‘Jazz in the Fight for Civil Rights’ discussed the music genre’s role in activism
Jazz music, rooted in African-American culture, has captured the history through the civil rights movement.
February 11, 2019
“Southern trees bear strange fruit
“Blood on the leaves and blood at the root
“Black bodies swinging in the Southern breeze
“Strange fruit hanging from the poplar trees”
Tina Haase Findlay sang the lyrics to a song Billie Holiday put her stamp on, “Strange Fruit,” during UI Associate Professor Damani Phillips’ program “Jazz in the Fight for Civil Rights,” which took place Feb. 9.
Haase Findlay’s heart-wrenching song was accompanied by a lynching photo, taken in black and white, depicting two young black men hanging from a tree with white onlookers staring up at them. The song ended, Findlay lowered her microphone, and the audience erupted in applause. Phillips, an associate professor of Jazz and African-American Studies at the University of Iowa, began to speak.
“Black American music has been an accompaniment to the struggle that African Americans have faced in American history,” Phillips said. “It has served as an unofficial anthem for the movement for equality, and the African American condition in this country. [Jazz is a] direct reflection of the life, cultural cues, tastes, and attributions of African Americans.

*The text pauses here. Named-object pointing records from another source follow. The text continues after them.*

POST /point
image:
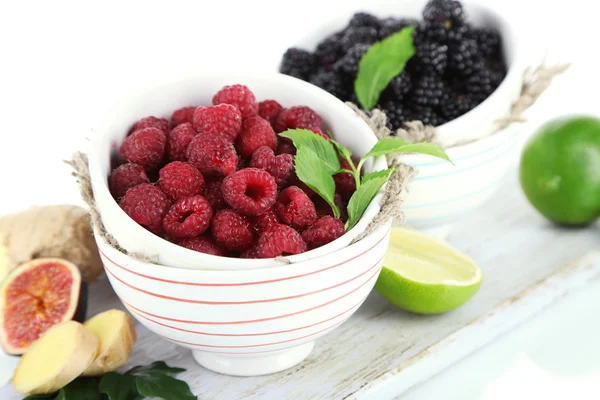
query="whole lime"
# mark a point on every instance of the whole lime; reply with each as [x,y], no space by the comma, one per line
[560,170]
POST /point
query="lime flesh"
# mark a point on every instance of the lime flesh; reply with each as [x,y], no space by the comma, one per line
[426,276]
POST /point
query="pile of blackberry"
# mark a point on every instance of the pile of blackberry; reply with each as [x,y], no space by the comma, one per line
[455,67]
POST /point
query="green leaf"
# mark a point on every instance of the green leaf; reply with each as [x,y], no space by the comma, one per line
[164,387]
[324,150]
[81,389]
[155,367]
[361,199]
[385,174]
[310,171]
[394,145]
[119,387]
[380,64]
[343,150]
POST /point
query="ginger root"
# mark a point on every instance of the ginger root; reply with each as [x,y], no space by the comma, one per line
[62,231]
[117,335]
[58,357]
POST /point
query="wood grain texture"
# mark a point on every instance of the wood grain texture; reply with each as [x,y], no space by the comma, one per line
[364,358]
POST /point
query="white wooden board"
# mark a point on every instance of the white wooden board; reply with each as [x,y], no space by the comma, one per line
[382,351]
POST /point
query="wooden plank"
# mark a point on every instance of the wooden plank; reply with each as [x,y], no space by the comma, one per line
[375,353]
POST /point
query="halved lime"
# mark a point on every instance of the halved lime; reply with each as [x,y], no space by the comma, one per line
[425,275]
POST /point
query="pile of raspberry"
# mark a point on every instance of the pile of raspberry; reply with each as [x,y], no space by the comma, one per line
[219,180]
[456,65]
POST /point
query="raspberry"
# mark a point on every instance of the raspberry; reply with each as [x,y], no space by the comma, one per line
[295,208]
[279,240]
[323,208]
[180,179]
[269,110]
[264,220]
[124,177]
[183,115]
[203,244]
[286,146]
[145,147]
[146,205]
[222,119]
[178,140]
[151,122]
[240,96]
[188,217]
[250,191]
[280,167]
[344,182]
[213,195]
[256,132]
[213,155]
[324,231]
[232,230]
[297,117]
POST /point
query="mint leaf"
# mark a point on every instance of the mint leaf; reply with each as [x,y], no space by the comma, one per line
[380,64]
[164,387]
[385,174]
[394,145]
[361,199]
[324,150]
[81,389]
[156,367]
[309,170]
[119,387]
[343,150]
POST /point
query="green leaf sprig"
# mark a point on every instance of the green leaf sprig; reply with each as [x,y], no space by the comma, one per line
[151,381]
[317,160]
[380,64]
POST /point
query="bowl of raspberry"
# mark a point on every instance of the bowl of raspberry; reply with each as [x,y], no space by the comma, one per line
[466,71]
[193,182]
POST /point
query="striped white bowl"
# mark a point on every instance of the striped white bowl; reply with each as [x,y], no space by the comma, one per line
[248,322]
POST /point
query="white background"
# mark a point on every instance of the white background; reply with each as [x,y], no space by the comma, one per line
[63,61]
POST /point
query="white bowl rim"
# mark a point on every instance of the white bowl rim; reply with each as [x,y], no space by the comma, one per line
[246,264]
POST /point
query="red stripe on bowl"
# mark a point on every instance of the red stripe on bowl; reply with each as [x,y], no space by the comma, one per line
[242,283]
[229,303]
[255,320]
[248,334]
[257,345]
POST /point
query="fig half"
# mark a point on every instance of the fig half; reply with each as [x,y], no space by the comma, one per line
[36,296]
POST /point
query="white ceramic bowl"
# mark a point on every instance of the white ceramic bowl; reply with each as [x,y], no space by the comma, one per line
[442,193]
[249,322]
[160,99]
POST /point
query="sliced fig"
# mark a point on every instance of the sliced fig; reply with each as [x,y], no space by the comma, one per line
[36,296]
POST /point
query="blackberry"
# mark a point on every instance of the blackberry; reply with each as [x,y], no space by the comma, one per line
[297,63]
[427,115]
[458,104]
[465,57]
[334,83]
[430,57]
[401,85]
[329,50]
[483,82]
[390,26]
[362,35]
[364,19]
[444,13]
[349,63]
[429,90]
[488,41]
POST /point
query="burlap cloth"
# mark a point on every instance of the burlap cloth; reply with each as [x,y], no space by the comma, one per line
[535,82]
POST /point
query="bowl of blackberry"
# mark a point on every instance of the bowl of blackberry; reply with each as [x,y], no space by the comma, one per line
[464,73]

Jazz and black culture share a relationship … it is difficult to imagine either existing as they are today without the other.”
Haase Findlay and the Turner Center Jazz Orchestra punctuated the lecture by performing famous jazz pieces including “Strange Fruit,” “Black, Brown, and Beige Suite,” “Fables of Faubus,” “Mississippi Goddamn,” and “Alabama.”
Phillips’ goal with his presentation is to remind the younger generation to never forget the horrific events that accompany African American history and to show how jazz has helped, and continues to help, the fight for civil rights.
“The fact remains that jazz would not and could not exist without the turbulent relationships African Americans had to overcome,” Phillips said. “[It was born from a] need for black culture to escape the circumstances from which it existed, the deep-seated desire for black culture to be seen as an artistic and intellectual contributor to society.”
Phillips noted that African Americans used music in hopes of being seen as equal, intelligent people who possessed artistic imagery and musical substance. One of the most touching pieces, “Strange Fruit,” was popularized by the famous artist Billie Holiday.
RELATED: A brief history of jazz in Iowa
“ ‘Strange Fruit’ was the first jazz song that speaks openly about civil rights,” Phillips said. “Specifically, [it was used] as a protest of lynchings. Billie Holiday recorded the song in 1939. Singing it made her fearful about retaliation, but she continued to sing the piece because the imagery reminded her of her father.”
He noted that when Holiday performed it, there were strict rules she followed. It had to be the last song in her set, the room had to be in complete darkness, and there was no encore.
For another piece, “Fables of Faubus,” Phillips stepped away from the podium and joined the jazz orchestra, his deep voice pushing against the dark red walls of the auditorium as it crescendoed and cried out with the brass. The audience rocked and clapped, mesmerized, as Phillips picked up a black and gold saxophone and performed a powerful solo that trilled and flowed between and above the other instruments.
The most important takeaway he said he hoped to give his listeners was the awareness that music and culture are heavily a part of each other.
“There are basic events in American history that young people just don’t know. I teach classes in black culture and black music, and folks have no idea about these events that occurred,” Phillips said. “A lot of this is very common sense and awareness. It is designed that way on purpose, it is meant to be accessible. Instead of having to deal with the reality, people act like it doesn’t exist. [Racism] is not an isolated recent incident; this has carried on for hundreds of years.”
Phillips calls on the younger generation to step up and face the problems.
“Until we look reality in its face, how can we know where to go next?” he said, addressing the younger members of the crowd. “Open your eyes. Get away from the micro, and look at the macro. If we want to understand our place in this world and country, we have to understand our context, in 2019.”